In supporting this radical shift, the Augustine committee pointed out that they would require at least $50 billion more over the next 10 years in order for NASA to get back to the moon. And then we would get there about a decade late, and all the money was going into one massive effort.
“Events such as the flight of "SpaceShipOne" and current work on commercial human suborbital/orbital flight systems herald a 'New Space' era,” said Dr Charles Lurio, publisher of “The Lurio Report” which covers the new private space sector. “Commercial activities could expand to produce economic benefits in rivalry to the IT/web revolution.
“The Cold War era 'moon race' linked space to a government framework and a public mindset that effectively prohibited developing practical spaceflight abilities for people and cargo. Only comsat - type space businesses could succeed, since radio signals provide their own transportation to and from orbit.”
This is exactly why the rise of the US private space sector is so vital and so timely. While critics and status-quo members of congress are lining up to attack the program, US entrepreneurs from Jeff Bezos to Tesla and Space X’s Elon Musk to Microsoft’s Paul Allen, are heading at full steam into our space future. With international partners in abundance including the space programs in Canada, Japan, Europe and India along with other countries, the US space program is preparing for an exciting dynamic future.
“The US space program is not atrophying, quite the opposite. The newly proposed NASA budget and program will create the opportunity for the private sector to do for space what it did for computers: massively reduce costs and similarly increase capabilities,” said Dr Charles Lurio, publisher of “The Lurio Report” which covers the new private space sector.
The money flows from the vast stimulus effort that the US government has activated over the past few months and is part of the US $6 billion, five-year effort to make sustained commercial spaceflight a reality.
“New and small companies will benefit enormously in the process, like Colorado-based Sierra Nevada Corp, which alone was awarded $20 million to continue development of its “Dream Chaser” manned space capsule, and Washington State-based Blue Origin which was awarded almost $4 million for various projects, including research on the use of composite materials in space,” writes Peter J. Brown in Asia Times.” Another small company on the list is Arizona-based Paragon Space Development Corp, which is pursuing various space mission support systems and receiving $1.4 million to do so.

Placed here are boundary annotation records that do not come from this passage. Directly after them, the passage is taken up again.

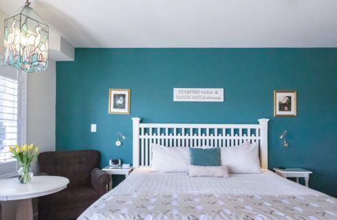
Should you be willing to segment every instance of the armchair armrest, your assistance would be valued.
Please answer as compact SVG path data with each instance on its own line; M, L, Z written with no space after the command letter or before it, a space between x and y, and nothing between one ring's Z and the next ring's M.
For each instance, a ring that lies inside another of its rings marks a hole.
M49 174L47 172L40 172L40 173L39 173L37 175L38 176L50 176L50 174Z
M107 192L107 184L110 182L110 177L102 170L95 168L90 173L90 182L100 197Z

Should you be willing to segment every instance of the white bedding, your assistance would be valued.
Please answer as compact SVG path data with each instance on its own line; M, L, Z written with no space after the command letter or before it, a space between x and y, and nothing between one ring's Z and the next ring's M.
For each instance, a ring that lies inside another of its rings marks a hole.
M263 170L230 178L138 168L78 220L337 219L337 199Z
M316 190L263 170L260 174L230 174L230 178L189 177L187 173L156 173L150 168L133 170L109 194L226 194L322 195Z

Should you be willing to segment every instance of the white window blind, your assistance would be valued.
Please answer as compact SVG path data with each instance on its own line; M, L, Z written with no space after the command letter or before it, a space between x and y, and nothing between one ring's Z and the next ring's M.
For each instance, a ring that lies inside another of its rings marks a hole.
M0 62L0 178L14 175L17 170L9 147L21 144L25 137L23 81L21 72Z

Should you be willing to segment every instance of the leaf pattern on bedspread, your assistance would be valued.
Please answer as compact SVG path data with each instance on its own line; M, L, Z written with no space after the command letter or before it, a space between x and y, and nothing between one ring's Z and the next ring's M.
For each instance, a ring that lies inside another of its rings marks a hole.
M337 219L337 199L327 195L109 195L78 219Z

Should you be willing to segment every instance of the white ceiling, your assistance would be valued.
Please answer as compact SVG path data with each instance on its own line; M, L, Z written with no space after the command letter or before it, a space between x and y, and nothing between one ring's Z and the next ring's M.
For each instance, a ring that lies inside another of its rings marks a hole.
M8 14L24 0L0 0ZM336 0L33 0L76 47L337 47Z

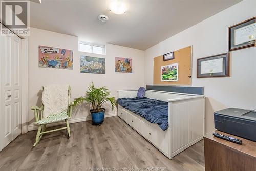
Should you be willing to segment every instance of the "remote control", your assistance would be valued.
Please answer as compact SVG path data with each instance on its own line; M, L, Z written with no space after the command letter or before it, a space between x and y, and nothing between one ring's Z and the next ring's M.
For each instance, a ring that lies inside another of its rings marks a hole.
M218 137L218 138L223 139L224 140L227 140L228 141L230 141L230 142L233 142L233 143L237 143L237 144L238 144L240 145L242 144L242 140L240 140L240 139L238 139L237 138L234 138L234 137L229 137L227 135L225 135L223 134L219 134L219 133L212 133L212 135L216 137Z

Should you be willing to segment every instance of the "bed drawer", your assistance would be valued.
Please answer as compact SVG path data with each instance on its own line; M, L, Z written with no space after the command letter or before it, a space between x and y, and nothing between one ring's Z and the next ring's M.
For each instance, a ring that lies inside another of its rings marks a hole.
M168 152L168 141L164 136L165 131L158 130L143 121L141 122L140 126L141 133L146 139L164 153Z
M118 106L118 112L117 115L122 120L127 122L127 112L122 107Z
M127 113L127 123L139 132L140 131L140 120L129 113Z

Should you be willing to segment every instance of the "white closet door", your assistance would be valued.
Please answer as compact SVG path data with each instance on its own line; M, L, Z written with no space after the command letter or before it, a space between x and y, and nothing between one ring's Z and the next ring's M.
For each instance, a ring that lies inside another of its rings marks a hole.
M0 36L0 151L21 134L21 39Z

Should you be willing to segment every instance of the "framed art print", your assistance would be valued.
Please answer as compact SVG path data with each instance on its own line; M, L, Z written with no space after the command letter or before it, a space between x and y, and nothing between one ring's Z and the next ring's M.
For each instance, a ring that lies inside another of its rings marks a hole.
M228 76L229 53L197 59L197 78Z
M178 81L178 63L161 66L161 81Z
M229 51L253 47L256 40L256 17L228 28Z

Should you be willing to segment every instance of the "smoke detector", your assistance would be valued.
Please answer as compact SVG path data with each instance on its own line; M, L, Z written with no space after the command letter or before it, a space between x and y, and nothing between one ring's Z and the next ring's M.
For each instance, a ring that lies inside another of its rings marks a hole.
M102 14L99 15L98 18L100 21L104 23L106 23L109 20L109 17L107 16Z

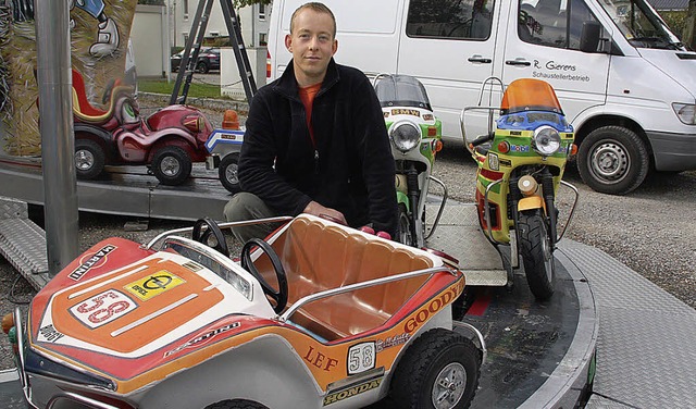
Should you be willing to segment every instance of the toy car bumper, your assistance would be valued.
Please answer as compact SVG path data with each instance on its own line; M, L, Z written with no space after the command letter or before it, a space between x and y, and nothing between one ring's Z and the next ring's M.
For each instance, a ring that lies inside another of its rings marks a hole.
M87 407L97 408L97 409L120 409L113 405L104 404L102 401L89 398L87 396L83 396L75 392L64 391L62 388L57 387L54 384L50 388L41 388L45 393L41 393L45 396L46 404L39 404L38 399L34 396L35 389L32 386L32 380L37 381L38 384L41 383L40 376L36 377L29 376L26 372L26 346L24 345L24 325L22 322L22 313L18 308L14 310L14 325L17 334L17 351L16 351L16 364L17 364L17 373L20 375L20 383L22 385L22 393L24 394L24 399L26 400L29 408L39 409L45 407L46 409L52 409L59 405L64 402L73 402L73 404L83 404ZM44 399L41 399L44 400Z

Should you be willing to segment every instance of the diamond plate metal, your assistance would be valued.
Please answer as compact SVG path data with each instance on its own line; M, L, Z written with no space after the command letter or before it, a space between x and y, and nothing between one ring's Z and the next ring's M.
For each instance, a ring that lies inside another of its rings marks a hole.
M597 374L588 408L693 408L696 310L601 250L563 240L592 285L599 315Z

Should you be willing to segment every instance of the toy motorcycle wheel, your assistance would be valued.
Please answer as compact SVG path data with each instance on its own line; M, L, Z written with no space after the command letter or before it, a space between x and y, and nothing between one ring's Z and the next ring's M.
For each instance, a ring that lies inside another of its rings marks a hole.
M237 177L237 169L239 164L239 153L226 154L220 162L220 182L232 194L239 193L239 178Z
M481 352L463 335L431 330L399 362L389 399L397 408L468 408L478 386Z
M75 173L80 179L92 179L104 170L107 157L99 144L90 139L75 140Z
M152 173L162 185L181 185L191 174L191 159L177 146L166 146L152 157Z
M536 299L546 300L554 295L556 267L548 226L540 211L520 213L520 255L530 290Z
M411 233L411 219L409 219L409 212L406 210L406 206L399 203L399 243L407 246L417 246L413 240L413 234Z

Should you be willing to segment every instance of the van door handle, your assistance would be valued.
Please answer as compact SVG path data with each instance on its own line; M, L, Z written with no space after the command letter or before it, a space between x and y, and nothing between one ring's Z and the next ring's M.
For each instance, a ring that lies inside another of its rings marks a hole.
M531 62L529 61L524 61L524 60L508 60L505 62L507 65L524 65L524 66L530 66L532 65Z
M469 58L468 60L469 62L480 62L482 64L490 64L493 62L493 60L490 59L485 59L478 54L472 55Z

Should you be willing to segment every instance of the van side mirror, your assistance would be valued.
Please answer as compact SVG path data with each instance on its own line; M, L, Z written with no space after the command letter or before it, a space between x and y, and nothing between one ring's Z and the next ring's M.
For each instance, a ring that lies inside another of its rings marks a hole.
M599 38L601 34L601 24L597 22L584 22L583 30L580 35L580 50L583 52L597 52Z

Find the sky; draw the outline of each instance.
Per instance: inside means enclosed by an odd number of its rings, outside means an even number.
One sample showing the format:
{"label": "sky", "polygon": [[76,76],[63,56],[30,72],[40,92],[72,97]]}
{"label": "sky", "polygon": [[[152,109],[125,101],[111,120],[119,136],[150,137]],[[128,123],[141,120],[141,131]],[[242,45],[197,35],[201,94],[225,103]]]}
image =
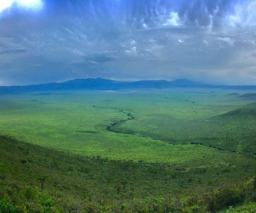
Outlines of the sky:
{"label": "sky", "polygon": [[0,86],[256,85],[256,0],[1,0]]}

“Boeing, a veteran contractor for NASA, received $18 million to create a seven-person space capsule and a joint venture involving Boeing and Lockheed Martin known as the United Launch Alliance will use almost $7 million for systems in support of future Atlas 5 and Delta 4 rocket flights.

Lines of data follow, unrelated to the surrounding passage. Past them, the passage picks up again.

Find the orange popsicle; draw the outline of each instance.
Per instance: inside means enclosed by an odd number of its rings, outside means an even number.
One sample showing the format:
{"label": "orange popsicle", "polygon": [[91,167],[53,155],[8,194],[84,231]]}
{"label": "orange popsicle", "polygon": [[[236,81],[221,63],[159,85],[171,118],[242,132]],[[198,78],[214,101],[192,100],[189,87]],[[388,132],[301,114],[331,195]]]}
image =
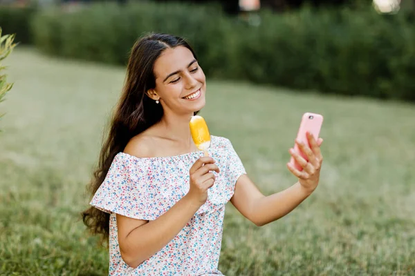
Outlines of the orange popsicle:
{"label": "orange popsicle", "polygon": [[197,148],[203,150],[208,156],[208,149],[210,146],[210,135],[206,121],[201,116],[192,116],[190,123],[190,132]]}

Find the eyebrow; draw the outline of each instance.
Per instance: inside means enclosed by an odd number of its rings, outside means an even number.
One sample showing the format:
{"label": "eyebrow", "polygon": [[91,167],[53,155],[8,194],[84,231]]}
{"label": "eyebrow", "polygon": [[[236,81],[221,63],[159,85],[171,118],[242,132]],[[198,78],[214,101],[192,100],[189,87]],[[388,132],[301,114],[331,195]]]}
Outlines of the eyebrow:
{"label": "eyebrow", "polygon": [[[187,66],[187,68],[190,67],[190,66],[192,66],[192,64],[194,63],[195,63],[195,62],[196,62],[196,61],[196,61],[196,59],[193,59],[193,60],[192,61],[192,62],[189,63],[189,65]],[[168,79],[168,78],[169,78],[170,77],[172,77],[172,76],[173,76],[174,75],[176,75],[176,74],[177,74],[177,73],[178,73],[178,72],[181,72],[181,70],[177,70],[177,71],[175,71],[175,72],[172,72],[172,73],[171,73],[171,74],[169,74],[169,75],[168,75],[167,77],[166,77],[166,78],[164,79],[164,81],[163,81],[163,82],[165,82],[165,81],[167,81],[167,79]]]}

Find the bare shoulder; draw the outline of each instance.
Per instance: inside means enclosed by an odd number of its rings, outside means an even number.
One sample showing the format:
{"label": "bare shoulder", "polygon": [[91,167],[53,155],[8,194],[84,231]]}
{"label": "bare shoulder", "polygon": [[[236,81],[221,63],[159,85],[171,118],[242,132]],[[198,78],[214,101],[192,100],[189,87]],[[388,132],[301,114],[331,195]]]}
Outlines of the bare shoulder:
{"label": "bare shoulder", "polygon": [[154,139],[145,132],[133,137],[127,144],[124,152],[139,158],[152,157]]}

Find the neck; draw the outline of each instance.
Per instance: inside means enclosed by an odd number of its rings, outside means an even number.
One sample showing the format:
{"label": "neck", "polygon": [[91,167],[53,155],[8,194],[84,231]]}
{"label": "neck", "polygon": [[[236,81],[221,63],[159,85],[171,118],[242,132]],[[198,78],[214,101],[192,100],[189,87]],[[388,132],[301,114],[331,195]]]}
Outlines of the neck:
{"label": "neck", "polygon": [[193,140],[189,122],[192,115],[193,113],[178,115],[165,112],[160,123],[165,130],[165,136],[173,141],[183,142],[184,146],[192,145]]}

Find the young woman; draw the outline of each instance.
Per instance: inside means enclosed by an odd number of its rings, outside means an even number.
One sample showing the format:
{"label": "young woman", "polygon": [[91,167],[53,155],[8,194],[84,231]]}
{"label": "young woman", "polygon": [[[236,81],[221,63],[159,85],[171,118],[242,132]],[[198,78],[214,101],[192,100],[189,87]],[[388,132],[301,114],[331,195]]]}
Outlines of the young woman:
{"label": "young woman", "polygon": [[206,80],[181,38],[153,34],[129,58],[123,93],[91,184],[84,221],[109,238],[111,275],[222,275],[218,262],[225,205],[257,226],[284,216],[317,187],[320,144],[299,144],[299,181],[264,196],[226,138],[212,136],[209,157],[194,145],[189,122],[205,106]]}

“It is important to note that two pioneering US private space sector companies, California-based Space Exploration Technologies and Virginia-based Orbital Sciences Corp, are moving ahead rapidly thanks to the $3.5 billion that they have already been awarded for International Space Station support missions,” Brown added.
“Is the private sector likely to have failures? Yes. Will lives be lost? Most regrettably, that may happen at some time or other. But NASA has had tragic losses for decades, without substantially overcoming fundamental safety issues - just as they haven’t reduced cost,” wrote Lurio in his most recent report. “The private sector would pursue multiple paths to orbit in parallel, respond more quickly to fix system flaws, and must strive constantly towards making space flight ever-safer to enable and expand its own new, private markets.”
“The proposed R&D work has several sections which themselves appear geared to both benefit from and encourage ‘a thousand flowers blooming’ in the New Space industry,” wrote Lurio, who added, “The fight for changes at NASA has barely begun.”